Cable also helped organized the annual Christmas parade downtown for several years and assisted with the lighting of the Fraser fir. As head of the Fraser Fir Committee he selected people who had a connection with either the Folsom house or the tree to turn the lights on. One of those people was Doris Folsom Davis, an ancestor of Major Folsom, who built the house and had the Fraser fir planted. “She had also lived in the house,” Cable said.
Cable’s business in past years has become a favorite place for businesspeople and politicians to hang out. “Sometimes, there’s 10 or 12 in here for lunch,” he said. For years he has kept a tray setting out, and those who frequent the shop on a regular basis toss their spare coins into the tray. At the end of the year, the coins are counted and given to St. Jude Hospital in Memphis. “It usually amounts to $1,000, more or less,” Cable said.
Among the honors that have come Cable’s way is being named Citizen of the Year by the Elizabethton-Carter County Chamber of Commerce and being Christmas Parade Marshal. “These are little things to most people, but to me they were big.” In fact, Cable still has his “Parade Marshal” sign displayed in his office.
Cable served on the Veterans War Memorial Committee and is a member of the board of directors of the Elizabethton-Carter County Foundation, which provides funds for worthy non-profit organizations in Elizabethton and Carter County.
Cable is an avid U-T fan and among his treasured possessions are a couple of U-T orange jackets, which have become a trademark. He along with Mayor Curt Alexander attended the UT National Championship game in Tempe, Arizona in 1998. “In fact, Curt and I went to every University of Tennessee football game that year together,” he shared.
In addition to his UT orange, Cable is a Volkswagen fan. He has a green 1977 Volkswagen, and its tag bears the initials of his four great-great-nieces and nephew — Gabriel, Bellah, Chloe, Ava and Sadie — which are more like grandchildren to him and his wife, Brenda.

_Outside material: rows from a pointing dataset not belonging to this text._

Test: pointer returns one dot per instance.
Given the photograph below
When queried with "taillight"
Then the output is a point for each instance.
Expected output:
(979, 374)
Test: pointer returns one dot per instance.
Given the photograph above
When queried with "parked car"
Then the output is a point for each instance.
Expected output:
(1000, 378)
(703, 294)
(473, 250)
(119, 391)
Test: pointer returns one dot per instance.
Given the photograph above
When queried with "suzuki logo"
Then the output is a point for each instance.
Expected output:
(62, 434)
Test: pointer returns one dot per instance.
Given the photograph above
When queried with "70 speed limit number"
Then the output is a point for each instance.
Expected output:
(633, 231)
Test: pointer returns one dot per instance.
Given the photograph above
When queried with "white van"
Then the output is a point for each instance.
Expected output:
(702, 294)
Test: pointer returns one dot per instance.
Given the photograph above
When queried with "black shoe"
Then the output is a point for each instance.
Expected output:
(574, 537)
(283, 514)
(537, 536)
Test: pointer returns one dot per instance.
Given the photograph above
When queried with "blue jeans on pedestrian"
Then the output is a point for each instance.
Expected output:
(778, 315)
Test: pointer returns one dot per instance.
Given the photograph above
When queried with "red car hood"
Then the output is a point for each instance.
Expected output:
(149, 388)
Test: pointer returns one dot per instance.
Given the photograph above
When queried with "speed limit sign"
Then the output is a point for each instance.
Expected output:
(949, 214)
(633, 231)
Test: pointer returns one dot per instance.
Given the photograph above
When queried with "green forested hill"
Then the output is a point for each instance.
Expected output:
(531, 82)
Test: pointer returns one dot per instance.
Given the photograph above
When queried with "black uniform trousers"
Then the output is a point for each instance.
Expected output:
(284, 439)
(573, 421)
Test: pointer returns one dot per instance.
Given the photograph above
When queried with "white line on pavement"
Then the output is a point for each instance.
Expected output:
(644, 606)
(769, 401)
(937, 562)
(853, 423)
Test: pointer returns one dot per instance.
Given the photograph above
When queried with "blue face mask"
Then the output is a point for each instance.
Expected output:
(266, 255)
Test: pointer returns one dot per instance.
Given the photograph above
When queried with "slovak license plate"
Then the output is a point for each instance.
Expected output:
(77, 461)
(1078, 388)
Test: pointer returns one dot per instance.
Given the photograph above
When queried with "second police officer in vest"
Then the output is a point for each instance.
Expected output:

Cable said he has enjoyed serving his customers, many of whom are repeat customers. He takes pride in the fact that he has done work for the Governor’s Mansion in Tennessee, the White House, and even for Martha Stewart. “I have stressed quality in my work, and it has showed with the number of customers who have returned to get work done,” Cable said.
Now that he is retiring, Cable said he plans to spend more time with his wife. “We might do a little traveling. But, for sure it will be a slower pace than what it has been,” he said.
Cable said he plans to put the business up for sale. “There’s still a need for an upholstery business, but no one teaches it anymore. The younger generation is not interested in learning it,” he said.